Singing and dancing to folk songs, actors and actresses from China's southwestern Guizhou province presented here on Sunday local audience a show of colorful minority cultures.
About 1,000 Houstonians walked into the theater to enjoy the one-and-a-half-hour "Wind of Colorful Guizhou", during which 48 people performed local dances and sang folk songs about myths stories of China's minorities.
In the show, spectators could see the wooden drum dance, a traditional way of celebration in the Miao culture, and the Dongzu Dage, or Ka Lau Chorus of the Dong people, which has ranked in the UNESCO's intangible cultural heritage list.
The inspiration of the performance comes from cultural heritages of various ethnic communities living in southeast Guizhou Province, home to 49 of China's 56 minority groups.
According to Xie Yunliang, Deputy Consul General of the Chinese Consulate General in Houston, this show demonstrated Guizhou people's love for their homeland and hope for the future.

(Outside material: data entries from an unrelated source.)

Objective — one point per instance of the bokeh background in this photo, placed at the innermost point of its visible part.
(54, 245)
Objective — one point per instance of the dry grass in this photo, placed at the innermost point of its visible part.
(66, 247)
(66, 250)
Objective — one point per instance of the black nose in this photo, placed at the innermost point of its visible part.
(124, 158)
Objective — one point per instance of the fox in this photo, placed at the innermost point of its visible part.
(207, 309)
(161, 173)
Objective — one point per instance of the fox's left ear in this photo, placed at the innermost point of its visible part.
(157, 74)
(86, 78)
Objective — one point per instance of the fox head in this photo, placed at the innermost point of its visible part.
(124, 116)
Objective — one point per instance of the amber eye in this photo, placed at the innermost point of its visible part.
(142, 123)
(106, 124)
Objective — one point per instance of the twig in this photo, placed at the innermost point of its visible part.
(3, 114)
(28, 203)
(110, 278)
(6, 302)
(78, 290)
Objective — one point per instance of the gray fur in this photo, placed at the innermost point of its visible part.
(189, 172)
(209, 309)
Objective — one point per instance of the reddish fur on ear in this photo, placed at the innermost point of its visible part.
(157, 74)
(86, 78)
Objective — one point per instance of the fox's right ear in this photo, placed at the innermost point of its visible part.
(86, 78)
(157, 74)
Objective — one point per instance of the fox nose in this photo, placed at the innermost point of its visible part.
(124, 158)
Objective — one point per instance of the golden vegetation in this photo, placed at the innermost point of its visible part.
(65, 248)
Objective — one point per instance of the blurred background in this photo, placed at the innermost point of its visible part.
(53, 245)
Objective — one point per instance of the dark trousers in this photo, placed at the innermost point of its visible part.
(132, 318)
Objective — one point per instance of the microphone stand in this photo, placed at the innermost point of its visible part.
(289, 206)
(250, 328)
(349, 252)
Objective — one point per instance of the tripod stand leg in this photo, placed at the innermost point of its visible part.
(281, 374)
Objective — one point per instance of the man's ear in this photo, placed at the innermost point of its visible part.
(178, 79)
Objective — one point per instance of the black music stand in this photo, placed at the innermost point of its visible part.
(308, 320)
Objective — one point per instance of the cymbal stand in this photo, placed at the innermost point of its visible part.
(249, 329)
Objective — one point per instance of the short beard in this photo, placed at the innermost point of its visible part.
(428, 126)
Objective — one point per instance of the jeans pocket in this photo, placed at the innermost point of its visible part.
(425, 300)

The performance, currently on a tour to four U.S. cites, would hopefully boost cultural exchanges and understandings of the peoples in China and the United States. Organisers also wish to see it promote tourism in Guizhou, a province that remains less known to the outside world due to its geographical remoteness and unsatisfactory traffic situation.
Guizhou Province, however, enjoys breath-taking natural and historical sites, said Xu Qi, director-general of Guizhou Provincial Department of Culture.
"Wind of Colorful Guizhou" made its debut in 2005 and has seen about 2,000 performances staged in 10 U.S. cities in the past three years, attracting more than 2 million spectators, according to the Sino-Professional Club in Houston, one of the sponsors.
The show has won applauses in Chicago before it came to Houston, and will meet people in Miami and New York in the following days.